Elle avait préparé un sac spécial : litière, croquettes, jouets. Cette fois-ci, elle n’a même pas eu besoin de réfléchir. Le réflexe était déjà là.

Dans le centre d’évacuation de Surin, elle caresse doucement son plus jeune chat, un boule de poils d’un an qui se blottit contre elle.

« Ce n’est pas possible que les affrontements reprennent sans cesse. Je ne veux pas que la prochaine génération vive avec ça. Je veux juste que les combats s’arrêtent. Vraiment. »

Ratana Chantrai

Elle regarde autour d’elle. Des familles entières dorment par terre. Des enfants jouent malgré tout. La vie continue, même dans l’urgence.

Un cessez-le-feu signé… puis oublié

Le 26 octobre dernier, un cessez-le-feu avait pourtant été signé sous médiation internationale. Quarante-trois morts en juillet, des villages détruits, des familles séparées… tout ça devait appartenir au passé.

Mais quelques semaines plus tard, l’accord était suspendu. Et aujourd’hui, on compte déjà au moins quatorze morts, dont des civils cambodgiens et des soldats thaïlandais.

Les armes lourdes sont de retour. Les drones survolent la zone. Les chars roulent dans la poussière. Et les civils, eux, recommencent à compter les jours loin de chez eux.

Nittaya, retraitée : « Le Cambodge, c’est la famille »

Nittaya Sirithongkoon a travaillé toute sa vie dans un hôpital. Elle connaît la souffrance. Mais celle-ci est différente. Elle est inutile.

Dans son village, beaucoup parlent khmer. Les marchés se font des deux côtés de la frontière. Les mariages mixtes sont nombreux. Et pourtant, les armes parlent plus fort que les liens.

« Le Cambodge est avant tout notre voisin, c’est comme la famille. Les politiciens n’arrêtent pas de se battre entre eux. Je veux que le gouvernement pense d’abord au pays. »

Nittaya Sirithongkoon, retraitée thaïlandaise

Elle secoue la tête. Elle n’en peut plus de voir ses voisins souffrir pour un bout de terre que personne ne cultivera tant que les obus tomberont.
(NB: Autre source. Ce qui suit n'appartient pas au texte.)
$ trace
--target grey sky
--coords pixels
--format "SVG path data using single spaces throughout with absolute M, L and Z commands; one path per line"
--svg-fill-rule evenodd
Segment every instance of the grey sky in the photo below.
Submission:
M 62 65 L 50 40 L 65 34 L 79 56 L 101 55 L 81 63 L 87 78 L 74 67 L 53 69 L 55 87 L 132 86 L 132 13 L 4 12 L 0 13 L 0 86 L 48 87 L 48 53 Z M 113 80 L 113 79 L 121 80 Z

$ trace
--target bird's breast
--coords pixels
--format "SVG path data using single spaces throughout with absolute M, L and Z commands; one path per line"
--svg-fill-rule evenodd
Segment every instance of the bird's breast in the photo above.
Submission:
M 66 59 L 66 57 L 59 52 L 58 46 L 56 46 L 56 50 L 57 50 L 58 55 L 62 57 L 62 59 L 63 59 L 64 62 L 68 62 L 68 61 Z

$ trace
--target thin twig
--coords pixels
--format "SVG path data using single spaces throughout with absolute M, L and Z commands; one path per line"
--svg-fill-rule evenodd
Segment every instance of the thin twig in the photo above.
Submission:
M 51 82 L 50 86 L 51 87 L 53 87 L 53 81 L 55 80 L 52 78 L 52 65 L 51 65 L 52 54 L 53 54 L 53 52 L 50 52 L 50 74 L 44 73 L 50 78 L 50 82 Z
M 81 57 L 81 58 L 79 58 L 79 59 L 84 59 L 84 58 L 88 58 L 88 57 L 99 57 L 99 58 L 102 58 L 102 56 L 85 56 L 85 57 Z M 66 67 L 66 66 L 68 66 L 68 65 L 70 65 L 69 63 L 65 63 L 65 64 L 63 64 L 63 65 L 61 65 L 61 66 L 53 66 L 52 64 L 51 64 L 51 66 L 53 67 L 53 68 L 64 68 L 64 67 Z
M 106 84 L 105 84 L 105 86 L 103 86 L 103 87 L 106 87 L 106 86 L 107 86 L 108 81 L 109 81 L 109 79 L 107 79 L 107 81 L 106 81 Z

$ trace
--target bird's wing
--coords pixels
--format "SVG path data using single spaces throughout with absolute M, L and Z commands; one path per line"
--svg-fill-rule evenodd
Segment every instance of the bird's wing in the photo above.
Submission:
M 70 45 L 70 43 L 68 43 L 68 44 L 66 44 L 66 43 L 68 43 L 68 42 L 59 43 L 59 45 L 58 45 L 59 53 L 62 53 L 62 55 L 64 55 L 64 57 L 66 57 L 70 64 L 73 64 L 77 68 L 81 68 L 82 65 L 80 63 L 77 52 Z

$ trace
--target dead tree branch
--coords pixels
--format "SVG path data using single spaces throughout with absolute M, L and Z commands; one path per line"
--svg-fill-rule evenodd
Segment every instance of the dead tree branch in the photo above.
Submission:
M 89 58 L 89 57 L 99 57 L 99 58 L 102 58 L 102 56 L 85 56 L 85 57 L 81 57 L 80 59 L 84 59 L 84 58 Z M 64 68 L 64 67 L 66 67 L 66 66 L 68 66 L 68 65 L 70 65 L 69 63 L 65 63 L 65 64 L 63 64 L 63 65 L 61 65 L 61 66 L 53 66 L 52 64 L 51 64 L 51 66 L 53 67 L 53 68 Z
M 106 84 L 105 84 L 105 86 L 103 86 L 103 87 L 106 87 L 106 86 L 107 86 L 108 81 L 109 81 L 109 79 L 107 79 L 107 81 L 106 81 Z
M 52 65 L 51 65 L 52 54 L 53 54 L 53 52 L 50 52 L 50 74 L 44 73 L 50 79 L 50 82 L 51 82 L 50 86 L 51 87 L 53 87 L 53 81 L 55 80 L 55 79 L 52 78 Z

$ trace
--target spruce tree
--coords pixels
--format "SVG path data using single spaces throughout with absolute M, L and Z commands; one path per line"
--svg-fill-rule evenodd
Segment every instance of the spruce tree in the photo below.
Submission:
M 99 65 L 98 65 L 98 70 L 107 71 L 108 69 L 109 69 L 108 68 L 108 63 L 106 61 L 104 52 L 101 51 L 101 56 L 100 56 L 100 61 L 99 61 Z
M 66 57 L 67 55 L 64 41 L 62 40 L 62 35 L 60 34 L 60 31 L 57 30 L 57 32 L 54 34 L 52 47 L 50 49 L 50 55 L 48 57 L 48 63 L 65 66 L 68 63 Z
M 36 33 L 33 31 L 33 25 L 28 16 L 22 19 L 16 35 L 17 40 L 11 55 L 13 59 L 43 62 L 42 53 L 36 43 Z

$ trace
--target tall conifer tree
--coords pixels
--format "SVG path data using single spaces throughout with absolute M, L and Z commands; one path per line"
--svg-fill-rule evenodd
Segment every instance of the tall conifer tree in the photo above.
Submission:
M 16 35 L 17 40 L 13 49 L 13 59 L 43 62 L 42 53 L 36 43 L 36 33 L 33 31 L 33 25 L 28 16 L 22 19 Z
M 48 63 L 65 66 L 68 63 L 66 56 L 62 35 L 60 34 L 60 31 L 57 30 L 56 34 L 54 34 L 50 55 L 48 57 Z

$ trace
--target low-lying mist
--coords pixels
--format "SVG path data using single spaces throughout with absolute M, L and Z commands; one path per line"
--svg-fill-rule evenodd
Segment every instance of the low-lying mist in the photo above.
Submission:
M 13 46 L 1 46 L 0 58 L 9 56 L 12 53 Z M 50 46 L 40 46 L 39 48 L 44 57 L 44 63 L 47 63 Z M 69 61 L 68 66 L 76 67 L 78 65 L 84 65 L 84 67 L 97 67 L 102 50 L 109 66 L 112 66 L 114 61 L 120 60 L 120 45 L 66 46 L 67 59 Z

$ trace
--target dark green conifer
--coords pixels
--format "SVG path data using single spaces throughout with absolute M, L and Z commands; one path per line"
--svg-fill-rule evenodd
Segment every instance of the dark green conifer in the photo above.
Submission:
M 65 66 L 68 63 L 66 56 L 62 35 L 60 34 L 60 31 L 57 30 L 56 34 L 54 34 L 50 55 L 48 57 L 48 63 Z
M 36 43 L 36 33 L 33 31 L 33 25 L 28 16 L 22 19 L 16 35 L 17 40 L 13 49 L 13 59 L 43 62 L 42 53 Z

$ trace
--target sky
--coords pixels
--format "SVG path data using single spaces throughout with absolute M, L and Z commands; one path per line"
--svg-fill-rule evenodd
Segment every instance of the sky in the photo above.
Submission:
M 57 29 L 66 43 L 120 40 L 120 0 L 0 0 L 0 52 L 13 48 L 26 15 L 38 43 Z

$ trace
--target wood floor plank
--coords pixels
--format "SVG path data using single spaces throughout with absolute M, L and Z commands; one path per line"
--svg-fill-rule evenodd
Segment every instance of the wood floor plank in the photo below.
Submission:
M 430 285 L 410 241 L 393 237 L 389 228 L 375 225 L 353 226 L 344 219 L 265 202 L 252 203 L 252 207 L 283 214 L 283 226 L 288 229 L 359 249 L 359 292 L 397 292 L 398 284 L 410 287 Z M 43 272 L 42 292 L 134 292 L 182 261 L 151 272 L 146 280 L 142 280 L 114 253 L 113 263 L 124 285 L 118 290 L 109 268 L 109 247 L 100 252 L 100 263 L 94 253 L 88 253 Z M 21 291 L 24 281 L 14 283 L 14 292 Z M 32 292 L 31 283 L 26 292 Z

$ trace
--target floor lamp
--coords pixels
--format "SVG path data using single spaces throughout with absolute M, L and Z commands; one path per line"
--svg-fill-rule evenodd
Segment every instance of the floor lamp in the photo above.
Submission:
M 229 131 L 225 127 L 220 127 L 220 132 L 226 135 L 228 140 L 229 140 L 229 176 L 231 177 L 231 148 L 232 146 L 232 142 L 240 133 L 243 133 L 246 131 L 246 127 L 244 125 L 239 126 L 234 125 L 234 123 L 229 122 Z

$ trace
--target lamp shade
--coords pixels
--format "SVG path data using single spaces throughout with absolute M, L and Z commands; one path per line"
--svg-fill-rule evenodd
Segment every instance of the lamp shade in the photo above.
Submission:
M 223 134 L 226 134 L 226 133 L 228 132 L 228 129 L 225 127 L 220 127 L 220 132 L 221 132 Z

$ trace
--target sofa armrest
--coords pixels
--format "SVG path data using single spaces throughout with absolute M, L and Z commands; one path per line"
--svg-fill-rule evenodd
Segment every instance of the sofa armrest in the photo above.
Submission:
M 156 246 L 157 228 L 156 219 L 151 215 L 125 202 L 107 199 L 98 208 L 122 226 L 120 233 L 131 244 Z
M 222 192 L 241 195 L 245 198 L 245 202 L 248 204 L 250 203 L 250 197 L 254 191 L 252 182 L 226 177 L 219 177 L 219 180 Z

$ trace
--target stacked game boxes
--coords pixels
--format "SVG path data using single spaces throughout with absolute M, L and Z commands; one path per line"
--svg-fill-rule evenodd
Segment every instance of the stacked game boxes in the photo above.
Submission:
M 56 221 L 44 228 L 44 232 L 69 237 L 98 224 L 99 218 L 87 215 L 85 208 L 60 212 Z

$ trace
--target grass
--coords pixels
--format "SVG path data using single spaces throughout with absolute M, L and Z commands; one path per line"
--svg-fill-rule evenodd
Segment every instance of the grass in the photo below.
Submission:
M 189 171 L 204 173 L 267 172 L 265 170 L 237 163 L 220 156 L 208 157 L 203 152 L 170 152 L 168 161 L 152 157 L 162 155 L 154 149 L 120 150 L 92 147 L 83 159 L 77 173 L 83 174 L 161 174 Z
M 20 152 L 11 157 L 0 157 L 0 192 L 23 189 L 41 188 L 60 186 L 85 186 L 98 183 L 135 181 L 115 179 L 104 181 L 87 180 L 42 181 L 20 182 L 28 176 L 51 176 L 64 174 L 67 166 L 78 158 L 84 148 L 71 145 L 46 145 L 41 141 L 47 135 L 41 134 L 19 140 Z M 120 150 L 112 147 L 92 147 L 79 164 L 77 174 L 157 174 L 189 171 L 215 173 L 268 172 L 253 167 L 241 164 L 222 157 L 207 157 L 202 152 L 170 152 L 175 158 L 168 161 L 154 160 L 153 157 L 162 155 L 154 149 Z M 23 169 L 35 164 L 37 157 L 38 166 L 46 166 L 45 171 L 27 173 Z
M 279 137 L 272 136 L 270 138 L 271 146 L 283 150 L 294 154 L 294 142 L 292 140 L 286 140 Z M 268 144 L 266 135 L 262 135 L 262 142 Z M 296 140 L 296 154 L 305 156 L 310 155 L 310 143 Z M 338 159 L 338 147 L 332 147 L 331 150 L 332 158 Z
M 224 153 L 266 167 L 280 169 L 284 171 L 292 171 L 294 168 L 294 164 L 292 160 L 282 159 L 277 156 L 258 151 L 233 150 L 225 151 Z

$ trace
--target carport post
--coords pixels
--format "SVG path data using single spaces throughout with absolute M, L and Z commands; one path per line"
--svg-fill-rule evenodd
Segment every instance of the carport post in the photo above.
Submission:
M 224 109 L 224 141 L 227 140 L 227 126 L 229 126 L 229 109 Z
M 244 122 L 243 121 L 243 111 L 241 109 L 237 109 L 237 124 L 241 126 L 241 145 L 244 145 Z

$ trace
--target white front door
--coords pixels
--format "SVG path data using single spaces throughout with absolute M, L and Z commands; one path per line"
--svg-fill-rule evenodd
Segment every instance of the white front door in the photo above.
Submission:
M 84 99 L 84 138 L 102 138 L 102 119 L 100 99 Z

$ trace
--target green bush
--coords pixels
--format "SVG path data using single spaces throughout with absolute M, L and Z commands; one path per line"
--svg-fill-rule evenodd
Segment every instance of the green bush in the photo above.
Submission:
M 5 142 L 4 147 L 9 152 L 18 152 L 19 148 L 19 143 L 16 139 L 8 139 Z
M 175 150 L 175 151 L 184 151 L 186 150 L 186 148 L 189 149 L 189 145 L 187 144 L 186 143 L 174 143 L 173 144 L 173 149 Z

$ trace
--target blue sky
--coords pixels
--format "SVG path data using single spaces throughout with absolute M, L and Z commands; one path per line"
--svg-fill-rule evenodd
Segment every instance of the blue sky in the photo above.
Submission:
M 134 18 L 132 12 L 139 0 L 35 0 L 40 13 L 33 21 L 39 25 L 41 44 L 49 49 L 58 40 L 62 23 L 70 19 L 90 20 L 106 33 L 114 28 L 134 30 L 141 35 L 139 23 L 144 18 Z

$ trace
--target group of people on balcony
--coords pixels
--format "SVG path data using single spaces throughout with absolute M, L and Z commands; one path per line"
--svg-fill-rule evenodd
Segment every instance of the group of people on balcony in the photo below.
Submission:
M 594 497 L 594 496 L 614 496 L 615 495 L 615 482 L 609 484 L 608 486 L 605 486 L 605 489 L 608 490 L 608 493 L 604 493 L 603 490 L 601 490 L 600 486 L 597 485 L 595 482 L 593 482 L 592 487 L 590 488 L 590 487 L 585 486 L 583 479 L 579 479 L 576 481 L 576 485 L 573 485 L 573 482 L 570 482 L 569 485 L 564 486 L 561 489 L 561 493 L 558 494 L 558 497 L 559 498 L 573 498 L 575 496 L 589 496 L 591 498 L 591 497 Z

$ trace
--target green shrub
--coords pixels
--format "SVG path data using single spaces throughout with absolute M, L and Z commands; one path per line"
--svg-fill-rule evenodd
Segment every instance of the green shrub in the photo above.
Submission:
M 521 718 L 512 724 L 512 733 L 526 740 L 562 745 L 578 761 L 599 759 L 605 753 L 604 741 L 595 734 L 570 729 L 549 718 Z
Que reste-t-il quand la guerre devient routine ?

Le plus terrifiant dans cette nouvelle flambée de violence, ce n’est pas l’intensité des combats. C’est l’habitude.

Les gens ne paniquent presque plus. Ils préparent leurs sacs à l’avance. Ils connaissent les abris. Ils savent combien de temps ça peut durer. Ils ont intégré la guerre dans leur quotidien, comme la saison des pluies ou la récolte du riz.

Mais cette résignation n’est pas de l’acceptation. C’est une fatigue immense. Une lassitude qui ronge tout : l’espoir, la confiance, l’envie de reconstruire.

Combien de fois encore devront-ils entendre « Oh non, pas encore » avant que quelqu’un, quelque part, décide enfin que la paix vaut plus que quelques kilomètres carrés de jungle et de ruines ?

Pour Boonkerd, Yin Bei, Chea Chong, Ratana et des centaines de milliers d’autres, la réponse tarde beaucoup trop.

Ils ne demandent pas la victoire. Ils demandent seulement de pouvoir rentrer chez eux.

Et de ne plus jamais avoir à fuir.

Dans l’attente d’un vrai cessez-le-feu. D’un accord qui tiendra. D’une frontière qui redeviendra simplement une ligne sur une carte, et non une blessure ouverte au cœur de deux peuples frères.